The topics covered in these courses are taught in further detail at Nītārtha Institute, a school of advanced Buddhist philosophical studies also headed by Dzogchen Ponlop Rinpoche.

== Nalandabodhi Path of Mindful Activity ==
The Nalandabodhi Path of Mindful Activity "bridges study and meditation with every aspect of life in concrete and practical ways." and "provides a variety of exercises and techniques for being present during life’s experiences, whether they are moments of routine activity, difficult situations, or major life transitions."

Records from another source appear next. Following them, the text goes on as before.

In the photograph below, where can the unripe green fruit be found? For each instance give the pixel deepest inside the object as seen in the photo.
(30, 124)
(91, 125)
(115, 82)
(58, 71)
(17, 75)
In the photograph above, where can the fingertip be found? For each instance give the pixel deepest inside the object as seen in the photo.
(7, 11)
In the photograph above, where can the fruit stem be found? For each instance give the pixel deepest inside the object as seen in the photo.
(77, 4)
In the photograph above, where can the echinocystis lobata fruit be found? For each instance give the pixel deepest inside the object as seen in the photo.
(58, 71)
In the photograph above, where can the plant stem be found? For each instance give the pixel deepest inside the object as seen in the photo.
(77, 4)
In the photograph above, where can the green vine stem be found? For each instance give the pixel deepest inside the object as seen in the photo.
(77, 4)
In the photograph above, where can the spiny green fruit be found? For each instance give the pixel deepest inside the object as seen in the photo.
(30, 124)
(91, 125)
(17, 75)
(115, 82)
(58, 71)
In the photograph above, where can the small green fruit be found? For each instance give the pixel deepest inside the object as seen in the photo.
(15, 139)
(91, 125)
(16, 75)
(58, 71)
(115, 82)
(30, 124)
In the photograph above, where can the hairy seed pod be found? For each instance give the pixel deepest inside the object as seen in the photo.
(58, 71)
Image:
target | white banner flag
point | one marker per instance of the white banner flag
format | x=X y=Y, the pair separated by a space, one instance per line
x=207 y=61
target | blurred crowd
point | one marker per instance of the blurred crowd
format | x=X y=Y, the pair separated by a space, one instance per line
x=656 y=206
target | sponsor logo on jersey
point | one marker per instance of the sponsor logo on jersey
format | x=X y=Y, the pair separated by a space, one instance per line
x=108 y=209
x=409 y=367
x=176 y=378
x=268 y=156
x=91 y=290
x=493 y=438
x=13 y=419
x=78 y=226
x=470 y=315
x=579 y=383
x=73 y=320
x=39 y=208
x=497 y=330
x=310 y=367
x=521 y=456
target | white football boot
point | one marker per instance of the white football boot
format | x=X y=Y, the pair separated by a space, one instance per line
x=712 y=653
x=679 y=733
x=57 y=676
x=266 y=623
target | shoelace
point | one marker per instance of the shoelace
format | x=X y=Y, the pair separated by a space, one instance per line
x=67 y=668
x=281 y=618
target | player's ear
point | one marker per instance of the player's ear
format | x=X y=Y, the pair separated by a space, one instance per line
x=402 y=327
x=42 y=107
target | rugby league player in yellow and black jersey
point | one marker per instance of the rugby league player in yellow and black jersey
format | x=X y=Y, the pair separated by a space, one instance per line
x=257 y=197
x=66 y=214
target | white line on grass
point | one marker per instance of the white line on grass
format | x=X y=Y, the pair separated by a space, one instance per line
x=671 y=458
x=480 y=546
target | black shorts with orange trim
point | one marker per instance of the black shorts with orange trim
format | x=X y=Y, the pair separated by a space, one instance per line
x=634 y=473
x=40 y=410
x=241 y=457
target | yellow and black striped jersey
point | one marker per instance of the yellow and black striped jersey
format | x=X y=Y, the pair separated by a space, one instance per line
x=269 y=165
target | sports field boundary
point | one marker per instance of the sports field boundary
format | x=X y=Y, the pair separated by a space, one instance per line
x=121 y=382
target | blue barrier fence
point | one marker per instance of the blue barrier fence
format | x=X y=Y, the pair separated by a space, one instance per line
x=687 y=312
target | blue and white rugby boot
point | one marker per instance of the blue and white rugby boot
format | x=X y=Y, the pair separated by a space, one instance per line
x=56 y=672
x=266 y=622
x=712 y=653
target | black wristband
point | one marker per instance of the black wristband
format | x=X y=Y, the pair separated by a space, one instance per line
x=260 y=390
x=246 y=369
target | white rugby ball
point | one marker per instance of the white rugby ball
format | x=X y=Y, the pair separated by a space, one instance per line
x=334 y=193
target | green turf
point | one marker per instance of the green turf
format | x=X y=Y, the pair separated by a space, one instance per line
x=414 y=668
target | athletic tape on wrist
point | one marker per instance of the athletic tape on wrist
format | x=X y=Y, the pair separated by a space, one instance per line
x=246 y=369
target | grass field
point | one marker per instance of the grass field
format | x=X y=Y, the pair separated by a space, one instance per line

Similar to the Path of Study and Path of Meditation, Nalandabodhi publishes materials and offers classes on the topics of bringing wisdom and compassion into daily life, especially in the context of volunteering, sangha leadership, and community engagement. These include teachings on mindful listening, compassion, kindness, and mindful service.

Also included within the Path of Mindful Activity are the various service projects conducted or supported by Nalandabodhi such as volunteering at shelters, supporting the environment, serving food to the homeless, providing support to both lay and monastic communities in the Himalayan regions through Bodhi Seeds, and offering dharma to prisoners in the US through Mind Without Borders.